Nano antennas enable data transfer


Wednesday, 29 January, 2020

Nano antennas enable data transfer

Physicists from the University of Würzburg have successfully converted electrical signals into photons and radiated them in specific directions using a low-footprint optical antenna that is only 800 nm in size. Their work, claimed to be a world first, has been published in the journal Nature Communications.

Directional antennas convert electrical signals to radio waves and emit them in a particular direction, allowing increased performance and reduced interference. This principle, which is useful in radio wave technology, could also be interesting for miniaturised light sources. After all, almost all internet-based communication utilises optical light communication. Directional antennas for light could be used to exchange data between different processor cores with little loss and at the speed of light. To enable antennas to operate with the very short wavelengths of visible light, such directional antennas have to be shrunk to nanometre scale.

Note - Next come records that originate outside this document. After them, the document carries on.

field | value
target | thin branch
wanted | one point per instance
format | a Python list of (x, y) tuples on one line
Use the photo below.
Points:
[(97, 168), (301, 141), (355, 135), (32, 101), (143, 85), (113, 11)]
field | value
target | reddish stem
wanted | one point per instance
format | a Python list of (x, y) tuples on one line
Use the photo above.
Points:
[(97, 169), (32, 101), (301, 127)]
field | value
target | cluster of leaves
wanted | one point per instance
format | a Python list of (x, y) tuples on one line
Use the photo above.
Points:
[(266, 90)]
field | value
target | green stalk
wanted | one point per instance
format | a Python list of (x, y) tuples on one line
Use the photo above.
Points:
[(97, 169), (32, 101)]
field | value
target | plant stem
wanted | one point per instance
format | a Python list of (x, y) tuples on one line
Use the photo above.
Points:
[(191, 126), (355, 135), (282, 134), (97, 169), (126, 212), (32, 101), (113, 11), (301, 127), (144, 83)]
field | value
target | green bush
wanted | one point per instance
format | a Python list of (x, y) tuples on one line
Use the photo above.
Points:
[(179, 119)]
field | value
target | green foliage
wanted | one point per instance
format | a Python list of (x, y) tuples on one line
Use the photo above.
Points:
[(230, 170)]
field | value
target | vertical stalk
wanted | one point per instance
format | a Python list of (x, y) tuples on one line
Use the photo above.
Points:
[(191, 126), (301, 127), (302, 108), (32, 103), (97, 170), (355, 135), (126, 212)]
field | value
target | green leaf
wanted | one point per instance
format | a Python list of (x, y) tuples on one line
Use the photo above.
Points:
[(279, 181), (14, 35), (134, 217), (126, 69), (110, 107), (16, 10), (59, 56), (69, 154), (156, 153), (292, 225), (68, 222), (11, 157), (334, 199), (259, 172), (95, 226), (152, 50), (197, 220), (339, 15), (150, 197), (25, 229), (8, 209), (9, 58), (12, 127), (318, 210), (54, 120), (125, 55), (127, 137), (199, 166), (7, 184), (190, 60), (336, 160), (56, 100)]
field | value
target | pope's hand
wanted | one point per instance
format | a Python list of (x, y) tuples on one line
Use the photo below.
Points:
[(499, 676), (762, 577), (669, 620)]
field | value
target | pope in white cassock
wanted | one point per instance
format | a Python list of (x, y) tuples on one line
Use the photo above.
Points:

The Würzburg physicists have now described for the first time how to generate directed infrared light using an electrically driven Yagi-Uda antenna made of gold, developed by the nano-optics working group of Professor Bert Hecht. But what does a Yagi-Uda antenna for light look like?

“Basically, it works in the same way as its big brothers for radio waves,” said Dr René Kullock, a member of the nano-optics team. An AC voltage is applied that causes electrons in the metal to vibrate and the antennas radiate electromagnetic waves as a result.

“In the case of a Yagi-Uda antenna, however, this does not occur evenly in all directions but through the selective superposition of the radiated waves using special elements, the so-called reflectors and directors,” Dr Kullock said. “This results in constructive interference in one direction and destructive interference in all other directions.” Accordingly, such an antenna would only be able to receive light coming from the same direction when operated as a receiver.

Some time ago, the Würzburg physicists were able to demonstrate that the principle of an electrically driven light antenna works. But in order to make a relatively complex Yagi-Uda antenna, they had to come up with some new ideas. In the end, they succeeded thanks to a sophisticated production technique.

“We bombarded gold with gallium ions, which enabled us to cut out the antenna shape with all reflectors and directors as well as the necessary connecting wires from high-purity gold crystals with great precision,” Prof Hecht said.

Next, the physicists positioned a gold nanoparticle in the active element so that it touches one wire of the active element while keeping a distance of only 1 nm to the other wire. Dr Kullock said, “This gap is so narrow that electrons can cross it when voltage is applied using a process known as quantum tunnelling.” This charge motion generates vibrations with optical frequencies in the antenna, which are emitted in a specific direction thanks to the special arrangement of the reflectors and directors.

The Würzburg researchers are fascinated by the unusual property of their novel antenna that radiates light in a particular direction although it is very small. As in their larger counterparts, the radio wave antennas, the directional accuracy of light emission of the new optical antenna is determined by the number of antenna elements.

“This has allowed us to build the world’s smallest electrically powered light source to date which is capable of emitting light in a specific direction,” Prof Hecht said, though much work still needs to be done before the new invention is ready to be used in practice.